When Jon asked me to write an article about social security for sick and disabled people I’ll confess, I was daunted.

To discuss something at all, one has to first know what it actually is. I mean, I couldn’t talk to you about chocolate if you were convinced that chocolate was green and something you use to clean drains. First I’d have to convince you that it was in fact brown and sweet and used as a panacea for all kinds of female misery.

So before I can talk to you about disabilities and the provision we make in this country for the people who live with them, I have to disabuse a whole basket full of myths.

We don’t get free cars.

Or bungalows.

A full third of sick and disabled people live in poverty.

Over 10 million people in the UK have a long term condition or disability and 60% of them work, though we are much less likely to get a job than you are.

The benefits we pay in the UK are some of the lowest in the developed world (yes, the lowest) and we have the toughest eligibility tests (yes the toughest). The numbers of people on out of work sickness benefits has been falling steadily for 15 years, not “spiralling out of control”.

Fraud for both sickness and disability benefits is the lowest of any benefit at just half of one percent (yes, the lowest) and out of work benefits make up a tiny proportion of the welfare budget, totally dwarfed by pensions and tax credits.

Living with a horrible painful or frightening condition is no fun at all. It is never a “lifestyle choice”. No-one chooses to get cancer just to claim a paltry £95 a week or asks to be paralysed in an accident so that they can get a blue badge.

But here’s the biggest myth of all. I’m sorry to have to tell you this, but it isn’t “them” it’s “you”.

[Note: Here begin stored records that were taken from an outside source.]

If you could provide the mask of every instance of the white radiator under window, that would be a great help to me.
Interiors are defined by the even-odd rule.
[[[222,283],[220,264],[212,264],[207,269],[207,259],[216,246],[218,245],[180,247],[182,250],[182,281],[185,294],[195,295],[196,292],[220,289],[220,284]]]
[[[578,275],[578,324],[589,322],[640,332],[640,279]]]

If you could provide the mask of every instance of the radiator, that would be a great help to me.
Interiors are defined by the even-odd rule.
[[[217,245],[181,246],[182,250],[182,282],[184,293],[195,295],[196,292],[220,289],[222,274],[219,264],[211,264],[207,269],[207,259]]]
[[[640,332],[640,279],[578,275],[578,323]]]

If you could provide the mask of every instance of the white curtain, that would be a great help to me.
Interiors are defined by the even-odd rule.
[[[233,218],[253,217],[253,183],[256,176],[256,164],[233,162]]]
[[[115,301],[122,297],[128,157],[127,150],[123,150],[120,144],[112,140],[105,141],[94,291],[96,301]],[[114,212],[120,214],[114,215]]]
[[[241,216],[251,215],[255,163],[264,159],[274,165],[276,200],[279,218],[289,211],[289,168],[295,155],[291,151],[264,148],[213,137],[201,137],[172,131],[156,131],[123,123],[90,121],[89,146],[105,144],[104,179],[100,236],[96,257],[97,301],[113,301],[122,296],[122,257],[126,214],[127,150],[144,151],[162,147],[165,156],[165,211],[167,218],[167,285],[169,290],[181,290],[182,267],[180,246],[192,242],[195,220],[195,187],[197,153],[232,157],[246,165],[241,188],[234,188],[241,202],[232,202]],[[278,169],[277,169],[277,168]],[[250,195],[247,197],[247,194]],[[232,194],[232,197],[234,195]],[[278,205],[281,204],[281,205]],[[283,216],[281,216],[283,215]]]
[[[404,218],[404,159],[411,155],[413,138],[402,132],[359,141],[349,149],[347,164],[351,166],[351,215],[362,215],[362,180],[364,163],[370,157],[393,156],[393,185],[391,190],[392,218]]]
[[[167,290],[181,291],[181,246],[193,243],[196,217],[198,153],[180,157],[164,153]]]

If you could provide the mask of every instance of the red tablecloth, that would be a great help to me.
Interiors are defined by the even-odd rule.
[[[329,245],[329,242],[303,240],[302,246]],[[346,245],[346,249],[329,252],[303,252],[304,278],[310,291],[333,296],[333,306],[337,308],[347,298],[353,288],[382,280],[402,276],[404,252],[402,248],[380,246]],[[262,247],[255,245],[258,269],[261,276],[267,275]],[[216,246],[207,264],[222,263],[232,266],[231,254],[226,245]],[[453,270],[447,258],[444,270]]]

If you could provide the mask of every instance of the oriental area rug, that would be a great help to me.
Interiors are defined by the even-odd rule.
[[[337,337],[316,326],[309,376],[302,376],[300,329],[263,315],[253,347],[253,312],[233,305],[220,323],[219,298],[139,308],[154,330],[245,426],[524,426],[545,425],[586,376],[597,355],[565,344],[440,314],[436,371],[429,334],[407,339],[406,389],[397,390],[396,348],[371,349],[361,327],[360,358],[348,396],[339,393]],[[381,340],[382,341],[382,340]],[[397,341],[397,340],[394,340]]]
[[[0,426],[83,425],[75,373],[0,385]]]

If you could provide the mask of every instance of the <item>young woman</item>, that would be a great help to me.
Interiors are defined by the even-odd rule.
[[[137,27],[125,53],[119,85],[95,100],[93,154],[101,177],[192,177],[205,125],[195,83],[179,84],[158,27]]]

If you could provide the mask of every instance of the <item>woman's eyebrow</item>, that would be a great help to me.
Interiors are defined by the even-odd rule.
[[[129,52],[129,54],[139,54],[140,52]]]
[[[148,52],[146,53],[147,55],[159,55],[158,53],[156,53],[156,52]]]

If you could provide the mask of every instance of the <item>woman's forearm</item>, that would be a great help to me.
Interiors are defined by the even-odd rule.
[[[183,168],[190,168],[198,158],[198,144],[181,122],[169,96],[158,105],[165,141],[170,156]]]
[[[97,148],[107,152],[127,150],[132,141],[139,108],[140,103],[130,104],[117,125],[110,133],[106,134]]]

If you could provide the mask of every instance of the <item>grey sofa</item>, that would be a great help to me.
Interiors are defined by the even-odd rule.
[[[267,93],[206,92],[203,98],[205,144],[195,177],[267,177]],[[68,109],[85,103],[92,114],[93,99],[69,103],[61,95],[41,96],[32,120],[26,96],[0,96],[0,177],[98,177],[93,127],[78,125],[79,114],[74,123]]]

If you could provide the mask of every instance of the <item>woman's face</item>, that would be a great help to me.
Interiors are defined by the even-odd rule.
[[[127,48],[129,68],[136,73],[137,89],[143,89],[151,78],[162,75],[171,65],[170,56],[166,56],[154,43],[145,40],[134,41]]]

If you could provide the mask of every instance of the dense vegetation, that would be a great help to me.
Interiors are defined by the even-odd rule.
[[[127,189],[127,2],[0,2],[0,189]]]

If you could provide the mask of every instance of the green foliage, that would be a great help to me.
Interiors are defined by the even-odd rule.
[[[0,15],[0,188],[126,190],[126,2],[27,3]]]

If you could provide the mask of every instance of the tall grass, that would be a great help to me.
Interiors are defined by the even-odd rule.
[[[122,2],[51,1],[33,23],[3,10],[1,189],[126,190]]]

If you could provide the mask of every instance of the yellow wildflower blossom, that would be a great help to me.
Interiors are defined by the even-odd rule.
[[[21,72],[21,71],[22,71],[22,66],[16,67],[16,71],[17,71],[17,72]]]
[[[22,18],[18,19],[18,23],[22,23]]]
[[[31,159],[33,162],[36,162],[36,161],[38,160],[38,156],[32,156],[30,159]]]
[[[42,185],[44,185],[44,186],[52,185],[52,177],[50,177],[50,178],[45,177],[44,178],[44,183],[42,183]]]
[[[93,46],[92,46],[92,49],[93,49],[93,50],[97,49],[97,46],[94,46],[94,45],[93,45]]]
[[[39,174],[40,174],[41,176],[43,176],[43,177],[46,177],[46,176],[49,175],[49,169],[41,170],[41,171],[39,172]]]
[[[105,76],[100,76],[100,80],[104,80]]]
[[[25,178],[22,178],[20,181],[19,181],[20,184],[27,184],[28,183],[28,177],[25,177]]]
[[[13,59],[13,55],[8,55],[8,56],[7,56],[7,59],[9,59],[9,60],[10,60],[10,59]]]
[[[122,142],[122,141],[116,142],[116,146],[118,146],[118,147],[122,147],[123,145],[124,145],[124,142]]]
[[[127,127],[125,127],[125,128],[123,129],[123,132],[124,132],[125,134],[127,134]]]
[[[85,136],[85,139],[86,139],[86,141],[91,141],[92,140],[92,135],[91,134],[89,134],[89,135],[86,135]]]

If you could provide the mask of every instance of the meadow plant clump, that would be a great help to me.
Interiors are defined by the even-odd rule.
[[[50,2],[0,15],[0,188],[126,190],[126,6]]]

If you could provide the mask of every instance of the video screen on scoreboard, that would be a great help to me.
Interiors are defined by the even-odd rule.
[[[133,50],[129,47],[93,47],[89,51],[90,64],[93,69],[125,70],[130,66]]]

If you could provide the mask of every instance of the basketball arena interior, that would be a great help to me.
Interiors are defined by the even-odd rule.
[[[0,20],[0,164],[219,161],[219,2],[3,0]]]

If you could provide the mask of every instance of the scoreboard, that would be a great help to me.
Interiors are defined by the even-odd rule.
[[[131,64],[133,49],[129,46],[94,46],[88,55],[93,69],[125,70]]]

For every three people that read this article, one will get cancer. For every four that read, one will suffer mental illness. And every last one of us will get old and need to rely on others to live with a little dignity. Serious, life limiting illness or sudden disability can – and does – happen to anyone at any time. It is no servant of wealth or power. We will all need our bottoms wiped, or our food cut up at some point.

Of course, even now I’ve set the record straight, you would have to accept that all of the things I just told you are true. I know everything you ever read in the papers or see on the TV contradicts what I’m saying, but there we are.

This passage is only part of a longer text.